Refracting Reality: Generating Images with Realistic Transparent Objects
Yue Yin, Enze Tao, Dylan Campbell
TL;DR
This work tackles the challenge of rendering transparent objects with physically accurate refraction in text-to-image generation. It introduces Snellcaster, a training-free pipeline that enforces refraction and reflection physics at every generation step by synchronizing pixels inside the object with external scene pixels and with a panorama centered on the object. The method precomputes ray-traced warps through depth and object geometry, then performs cross-view synchronization and Fresnel-based blending to produce coherent refractive and reflective effects, complemented by Laplacian pyramid warping and time-travel denoising for stability.
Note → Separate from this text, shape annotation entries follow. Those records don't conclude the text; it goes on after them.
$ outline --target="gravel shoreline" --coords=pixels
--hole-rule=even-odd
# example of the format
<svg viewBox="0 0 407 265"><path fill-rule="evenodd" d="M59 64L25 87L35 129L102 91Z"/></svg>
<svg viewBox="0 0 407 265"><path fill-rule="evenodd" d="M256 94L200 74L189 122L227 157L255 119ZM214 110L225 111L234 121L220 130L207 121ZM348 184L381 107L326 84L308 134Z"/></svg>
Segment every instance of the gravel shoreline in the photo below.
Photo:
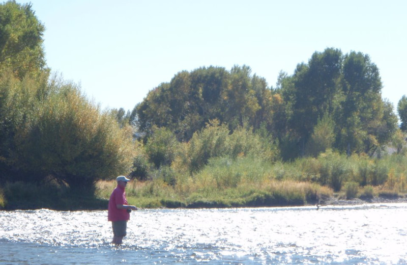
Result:
<svg viewBox="0 0 407 265"><path fill-rule="evenodd" d="M317 204L319 206L346 206L357 205L370 203L407 203L407 198L385 198L375 197L368 199L354 198L350 200L331 197L321 200Z"/></svg>

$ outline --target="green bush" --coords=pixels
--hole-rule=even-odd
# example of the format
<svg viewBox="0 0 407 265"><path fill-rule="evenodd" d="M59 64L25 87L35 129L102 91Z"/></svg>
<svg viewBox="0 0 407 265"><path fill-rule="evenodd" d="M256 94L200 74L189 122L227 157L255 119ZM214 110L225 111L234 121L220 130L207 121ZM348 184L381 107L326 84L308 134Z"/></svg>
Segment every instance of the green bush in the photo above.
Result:
<svg viewBox="0 0 407 265"><path fill-rule="evenodd" d="M9 90L2 106L2 118L11 122L0 144L2 153L10 154L0 160L12 169L14 180L40 182L51 176L92 193L97 180L128 172L134 153L131 130L121 129L79 88L55 80L45 85L11 80L3 84L15 92Z"/></svg>
<svg viewBox="0 0 407 265"><path fill-rule="evenodd" d="M346 199L350 200L356 198L359 191L359 185L354 181L346 182L344 186Z"/></svg>
<svg viewBox="0 0 407 265"><path fill-rule="evenodd" d="M230 133L225 125L219 125L219 121L214 120L194 134L188 144L185 161L190 171L196 172L211 158L235 160L244 156L271 162L278 156L274 144L266 144L265 139L251 130L239 127Z"/></svg>
<svg viewBox="0 0 407 265"><path fill-rule="evenodd" d="M147 155L141 149L137 152L133 160L133 166L129 176L132 178L139 180L146 180L149 178L152 166L149 162Z"/></svg>
<svg viewBox="0 0 407 265"><path fill-rule="evenodd" d="M372 199L374 197L374 190L372 186L368 186L363 187L360 197L363 199Z"/></svg>
<svg viewBox="0 0 407 265"><path fill-rule="evenodd" d="M174 160L178 148L175 135L165 128L153 128L153 134L146 144L146 152L157 168L168 166Z"/></svg>

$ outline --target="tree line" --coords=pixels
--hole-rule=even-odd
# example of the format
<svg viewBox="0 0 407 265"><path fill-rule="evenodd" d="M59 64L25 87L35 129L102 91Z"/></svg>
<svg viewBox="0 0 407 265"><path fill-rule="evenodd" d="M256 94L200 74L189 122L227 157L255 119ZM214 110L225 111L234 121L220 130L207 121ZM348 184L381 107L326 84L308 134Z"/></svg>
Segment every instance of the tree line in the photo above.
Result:
<svg viewBox="0 0 407 265"><path fill-rule="evenodd" d="M93 192L98 180L123 174L173 185L215 157L380 156L405 145L407 98L397 106L399 128L379 69L362 52L316 51L292 75L279 73L275 87L246 65L183 71L131 111L102 110L51 73L44 30L31 4L0 5L0 185Z"/></svg>
<svg viewBox="0 0 407 265"><path fill-rule="evenodd" d="M150 91L128 116L147 137L154 126L165 127L181 142L213 119L231 132L249 127L272 138L286 161L329 148L372 155L400 135L382 88L368 55L328 48L299 64L292 75L279 73L275 87L245 65L180 72ZM404 131L405 100L398 108Z"/></svg>

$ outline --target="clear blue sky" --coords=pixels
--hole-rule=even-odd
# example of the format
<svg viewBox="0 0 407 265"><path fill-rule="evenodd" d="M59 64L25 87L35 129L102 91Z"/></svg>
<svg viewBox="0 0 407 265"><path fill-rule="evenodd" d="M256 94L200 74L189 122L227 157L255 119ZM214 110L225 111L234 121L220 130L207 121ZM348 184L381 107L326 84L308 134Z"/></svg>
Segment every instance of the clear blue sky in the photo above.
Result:
<svg viewBox="0 0 407 265"><path fill-rule="evenodd" d="M26 3L18 1L18 3ZM327 47L370 56L382 96L407 94L407 1L32 0L47 64L102 108L132 110L177 72L250 66L275 86Z"/></svg>

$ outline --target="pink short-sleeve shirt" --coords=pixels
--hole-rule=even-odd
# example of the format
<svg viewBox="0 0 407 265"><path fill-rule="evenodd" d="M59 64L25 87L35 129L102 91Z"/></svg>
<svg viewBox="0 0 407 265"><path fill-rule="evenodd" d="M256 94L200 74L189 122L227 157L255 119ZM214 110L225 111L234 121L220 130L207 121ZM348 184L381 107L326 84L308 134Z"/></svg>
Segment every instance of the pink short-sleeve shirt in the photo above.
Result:
<svg viewBox="0 0 407 265"><path fill-rule="evenodd" d="M124 209L118 209L117 204L127 204L124 189L117 187L110 195L107 207L107 220L112 222L128 221L130 215Z"/></svg>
Experiments on indoor scenes show substantial improvements over baselines in both perceptual quality and fidelity to ground-truth refractions, demonstrating the approach's potential to significantly enhance the realism of transparent-object rendering in diffusion-based generation. The work further suggests promising future directions, including modeling multiple materials, native lighting, shadow handling, and video extension for optically accurate sequences.
Abstract
Generative image models can produce convincingly real images, with plausible shapes, textures, layouts and lighting. However, one domain in which they perform notably poorly is in the synthesis of transparent objects, which exhibit refraction, reflection, absorption and scattering. Refraction is a particular challenge, because refracted pixel rays often intersect with surfaces observed in other parts of the image, providing a constraint on the color. It is clear from inspection that generative models have not distilled the laws of optics sufficiently well to accurately render refractive objects. In this work, we consider the problem of generating images with accurate refraction, given a text prompt. We synchronize the pixels within the object's boundary with those outside by warping and merging the pixels using Snell's Law of Refraction, at each step of the generation trajectory. For those surfaces that are not directly observed in the image, but are visible via refraction or reflection, we recover their appearance by synchronizing the image with a second generated image -- a panorama centered at the object -- using the same warping and merging procedure. We demonstrate that our approach generates much more optically-plausible images that respect the physical constraints.